Reconnu pour sa contribution à la vie économique et civique allemande, il a reçu en 2003 la Croix du mérite fédérale de première classe, et les villes d’Espelkamp et Lübbecke lui ont décerné la citoyenneté d’honneur. Aux côtés de son épouse Karin, Gauselmann a également soutenu des projets de santé, d’éducation, de culture et de sport dans la région de Minden-Lübbecke.

Les médias allemands ont choisi de se souvenir de Gauselmann comme bien plus qu’un entrepreneur de jeux d’argent: il était un industriel autodidacte et un bienfaiteur qui a su s’élever de débuts modestes pour devenir l’une des figures économiques les plus emblématiques de la Rhénanie-du-Nord-Westphalie.

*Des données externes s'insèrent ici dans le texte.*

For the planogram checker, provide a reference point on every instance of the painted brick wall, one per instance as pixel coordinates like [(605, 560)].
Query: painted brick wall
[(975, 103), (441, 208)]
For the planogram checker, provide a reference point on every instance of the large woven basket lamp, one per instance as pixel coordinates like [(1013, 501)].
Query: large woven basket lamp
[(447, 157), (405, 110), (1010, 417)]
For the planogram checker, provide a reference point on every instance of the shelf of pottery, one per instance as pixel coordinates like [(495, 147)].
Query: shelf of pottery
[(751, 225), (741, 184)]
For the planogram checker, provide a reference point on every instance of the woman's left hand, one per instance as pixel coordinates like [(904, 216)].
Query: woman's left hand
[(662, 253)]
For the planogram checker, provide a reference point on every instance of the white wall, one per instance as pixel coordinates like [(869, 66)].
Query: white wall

Avant même son décès, Gauselmann avait préparé Merkur pour l’avenir sans lui. En 2016, la famille a transféré ses actions à la Fondation familiale Gauselmann, établissant une structure destinée à préserver l’indépendance de l’entreprise et la propriété familiale pour les générations futures. En 2024, Gauselmann a quitté son poste de président du groupe après 67 ans à la tête de l’entreprise. Son fils, Michael Gauselmann, est devenu président du conseil de surveillance de Merkur et de la Fondation familiale Gauselmann, tandis que Lars Felderhoff a pris la direction opérationnelle en tant que président du conseil d’administration du groupe Merkur.

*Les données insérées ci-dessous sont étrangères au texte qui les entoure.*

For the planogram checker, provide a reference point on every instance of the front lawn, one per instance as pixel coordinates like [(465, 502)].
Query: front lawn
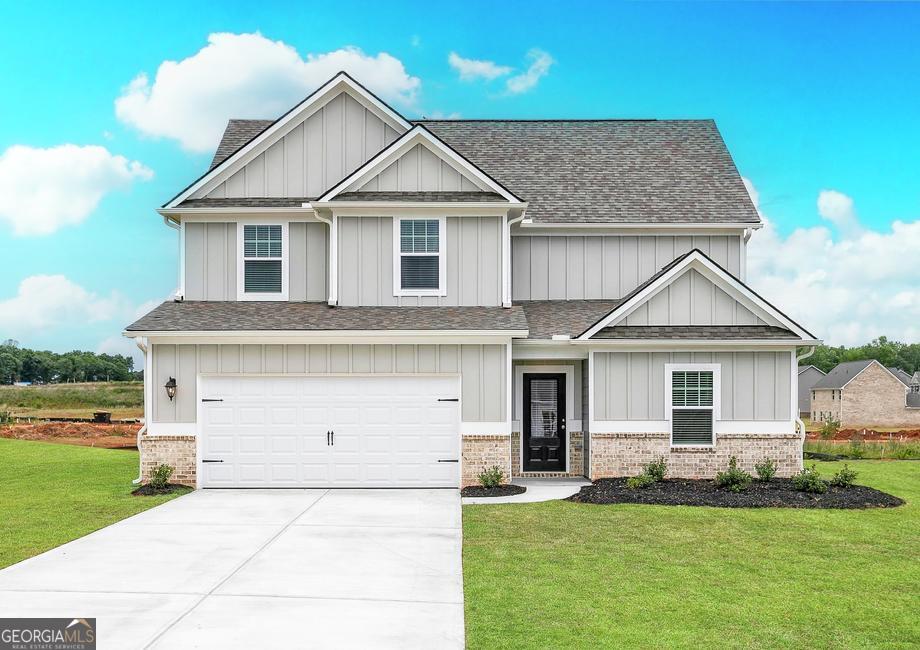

Même après avoir cédé le contrôle, Gauselmann continuait, selon les rumeurs, à visiter les bureaux de Merkur deux fois par semaine, restant étroitement associé à l’entreprise qu’il avait bâtie à partir de 17 juke-box en un groupe international de jeux. Sa succession ayant été assurée avant son décès, Merkur perpétue désormais l’héritage d’un patriarche des secteurs manufacturier et de divertissement allemands, dont l’influence a contribué à façonner à la fois l’entreprise et l’industrie des machines de jeu en Allemagne pendant près de sept décennies.